Darbe sürecinden sonra tek tip uygulamaların dayatıldığı cezaevlerinde, dil yasağı da sıkça karşılaşılan bir hak ihlali oldu. İslam Arpat’ın anadili olan Makedonca da o dönem tehlikeli diller arasında yer aldı. Arpat, Buca Cezaevi’nde bir görüş gününde anne ve babası ile Makedonca konuşması sebebiyle gardiyanlar tarafından susturularak, “Lagara lugara yapma, Türkçe konuş” dayatması ile karşılaştığını anlattı. Arpat, başka yıllarda cezaevlerinde yine dil konusunda engellendiğini ve “Türkçe konuş, burası Türkiye” gibi ırkçı söylemlere maruz kaldığını aktardı.
HAPİSHANE YILLARI ARDINDAN BAŞLAYAN MÜCADELE!
Toplumun her kesimini baskı altına alan askeri darbe sonrasında hak ihlalleri de çığ gibi büyüdü. 1986 yılına gelindiğinde ise İnsan Hakları Derneği’nin (İHD) kuruluşu ilan edildi. Derneğin ilk üyelerinden birisi de İslam Arpat oldu. Üyelikten de öte uzun yıllar İHD İzmir Şubesi’nin yönetimde de yer alan Arpat ile 5 Kasım’da yapılan 21. Olağan Genel Kurulu vesilesiyle buluştuk.
Genel kurulun yapıldığı salonda kürsüde söz alan Arpat, “Dışarıdaki insanlar ‘İHD Kürtlerin egemen olduğu bir dernek haline geldi’ diyor. Ancak İzmir Şube’de Makedonlar da diğer halklardan insanlar da var” diyerek hak mücadelesinin belirli toplumsal kesimlerle sınırlı kalmadığının altını çizdi. Arpat ayrıca Makedonca yaptığı kürsü konuşmasında, İzmir’de katledilen Deniz Poyraz’a ithafen “Onlar ölmediler, onlara ölü demeyiniz. Onlar yaşıyorlar. Birçok yaşayandan daha diriler.

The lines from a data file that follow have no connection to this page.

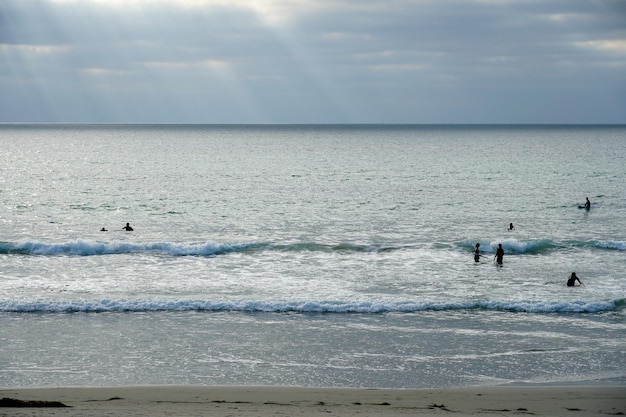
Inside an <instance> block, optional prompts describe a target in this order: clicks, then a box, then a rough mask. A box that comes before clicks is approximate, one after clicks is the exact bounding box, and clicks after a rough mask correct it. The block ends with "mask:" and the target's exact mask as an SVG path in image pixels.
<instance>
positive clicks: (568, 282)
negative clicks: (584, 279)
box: [567, 272, 583, 287]
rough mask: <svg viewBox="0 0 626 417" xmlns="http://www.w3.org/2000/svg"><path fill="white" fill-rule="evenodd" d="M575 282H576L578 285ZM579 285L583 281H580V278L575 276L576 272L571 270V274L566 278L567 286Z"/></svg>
mask: <svg viewBox="0 0 626 417" xmlns="http://www.w3.org/2000/svg"><path fill="white" fill-rule="evenodd" d="M576 283H578V285H577V284H576ZM580 285H583V283H582V282H580V280H579V279H578V277H577V276H576V272H572V275H571V276H570V277H569V279H568V280H567V286H568V287H578V286H580Z"/></svg>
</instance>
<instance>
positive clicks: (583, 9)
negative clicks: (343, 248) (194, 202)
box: [0, 0, 626, 123]
mask: <svg viewBox="0 0 626 417" xmlns="http://www.w3.org/2000/svg"><path fill="white" fill-rule="evenodd" d="M216 3H217V2H216ZM194 4H195V5H190V6H187V5H185V3H184V2H182V1H178V2H174V1H171V2H169V1H162V2H128V4H124V3H122V2H119V3H118V2H113V3H112V4H107V3H106V2H97V1H82V2H74V1H66V2H54V1H52V0H31V1H23V0H4V1H3V2H2V3H0V57H1V60H0V91H2V92H3V94H0V121H70V122H72V121H77V122H89V121H93V122H170V123H177V122H190V123H338V122H339V123H340V122H346V123H359V122H384V123H393V122H402V123H626V94H625V93H626V76H624V74H626V29H625V26H626V25H624V22H625V21H626V19H625V16H626V8H625V7H624V4H625V3H624V2H622V1H619V0H617V1H587V2H572V1H569V0H565V1H556V0H555V1H486V0H485V1H478V0H477V1H446V0H444V1H343V2H342V1H332V2H331V1H328V2H326V1H320V2H315V3H306V2H302V3H296V2H284V3H281V2H280V1H274V2H272V1H268V2H267V6H268V8H267V10H265V11H260V10H258V9H254V8H248V7H245V2H241V3H239V4H237V3H233V2H230V3H228V4H229V6H224V5H223V4H221V3H218V4H215V5H208V4H205V5H201V6H198V2H196V3H194ZM294 5H297V7H296V6H294Z"/></svg>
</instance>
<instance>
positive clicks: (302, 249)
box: [0, 239, 626, 256]
mask: <svg viewBox="0 0 626 417" xmlns="http://www.w3.org/2000/svg"><path fill="white" fill-rule="evenodd" d="M479 243H480V244H481V247H480V249H481V252H483V253H495V251H496V248H497V246H498V243H502V247H503V248H504V251H505V252H506V253H507V254H509V255H515V254H528V255H537V254H543V253H548V252H551V251H555V250H560V249H567V248H589V249H602V250H617V251H626V242H623V241H600V240H593V241H565V242H555V241H553V240H550V239H539V240H529V241H519V240H515V239H506V240H502V241H492V242H479ZM474 245H475V242H470V241H465V242H459V243H457V244H456V245H455V246H456V247H457V248H460V249H462V250H463V251H468V252H471V251H473V250H474ZM429 247H430V248H434V249H437V250H449V248H450V247H451V245H446V244H440V243H434V244H432V245H430V246H429ZM415 248H420V245H398V246H392V245H389V246H385V245H367V244H354V243H337V244H324V243H315V242H296V243H258V242H257V243H254V242H253V243H219V242H202V243H176V242H152V243H128V242H120V241H112V242H97V241H89V240H83V239H77V240H74V241H68V242H61V243H46V242H36V241H35V242H32V241H26V242H16V243H12V242H0V254H4V255H7V254H18V255H43V256H46V255H47V256H55V255H71V256H94V255H119V254H160V255H170V256H214V255H222V254H228V253H232V252H243V253H249V252H263V251H280V252H328V253H335V252H337V253H380V252H390V251H396V250H407V249H415Z"/></svg>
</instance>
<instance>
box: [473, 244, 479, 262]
mask: <svg viewBox="0 0 626 417" xmlns="http://www.w3.org/2000/svg"><path fill="white" fill-rule="evenodd" d="M478 248H480V243H477V244H476V246H474V262H480V250H478Z"/></svg>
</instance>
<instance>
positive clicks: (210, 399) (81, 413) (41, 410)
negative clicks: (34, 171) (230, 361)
mask: <svg viewBox="0 0 626 417" xmlns="http://www.w3.org/2000/svg"><path fill="white" fill-rule="evenodd" d="M0 398H12V399H16V400H20V401H32V402H45V401H50V402H60V403H62V404H64V405H66V406H67V407H62V408H45V409H42V408H37V407H27V408H13V407H0V416H13V415H20V416H39V415H43V414H42V412H43V411H45V413H44V414H45V415H47V416H87V417H90V416H93V417H96V416H102V415H105V414H106V415H107V416H129V417H133V416H135V417H139V416H156V417H158V416H171V415H176V416H204V415H211V416H235V417H236V416H252V415H254V416H260V417H269V416H276V415H287V416H302V417H314V416H322V415H328V414H334V415H340V416H347V417H350V416H360V417H363V416H380V417H385V416H403V415H420V416H426V417H428V416H441V415H443V414H449V413H455V414H457V415H462V416H494V415H498V416H499V415H520V414H525V415H534V416H555V417H559V416H563V417H565V416H581V415H625V414H626V387H624V386H623V385H590V386H581V385H566V386H555V385H545V386H544V385H541V386H534V385H533V386H518V385H515V386H512V385H507V386H481V387H471V388H451V389H376V388H373V389H366V388H302V387H280V386H178V385H171V386H170V385H167V386H161V385H158V386H129V387H51V388H0Z"/></svg>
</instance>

Ölmediler onlar” sözüyle de uzun süre alkışlandı.
“MÜSLÜMAN OLURSAN SALDIRILARA DA MARUZ KALMIYORDUN”
İslam Arpat ile kürsü konuşmasının ardından güncel konulara dair sohbet için buluştuk.
Ailesinin 1959 yılında Makedonya’dan İzmir’e göç ettiğini belirten İslam Arpat, sözlerine “Müslüman olmuş Makedonum” diyerek başladı. Yerleştikleri köyün geçmişte Hristiyan kimliğine sahip olduğunu anlatan Arpat, “Yaşlılara sorduğumuzda, zamanında köyün Hristiyan kimliğine ait olduğunu anlatırlardı ama Osmanlı döneminde Müslüman olursan vergi vermiyor ve bir takım saldırılara da maruz kalmıyordun! Bundan dolayı köydeki kilise kırılıp yerine hilal takılmış ve camiye çevrilmiş. Ardından bir imam atanmış, o imam, süreç içerisinde Müslümanlığı yaymış” diye belirtti.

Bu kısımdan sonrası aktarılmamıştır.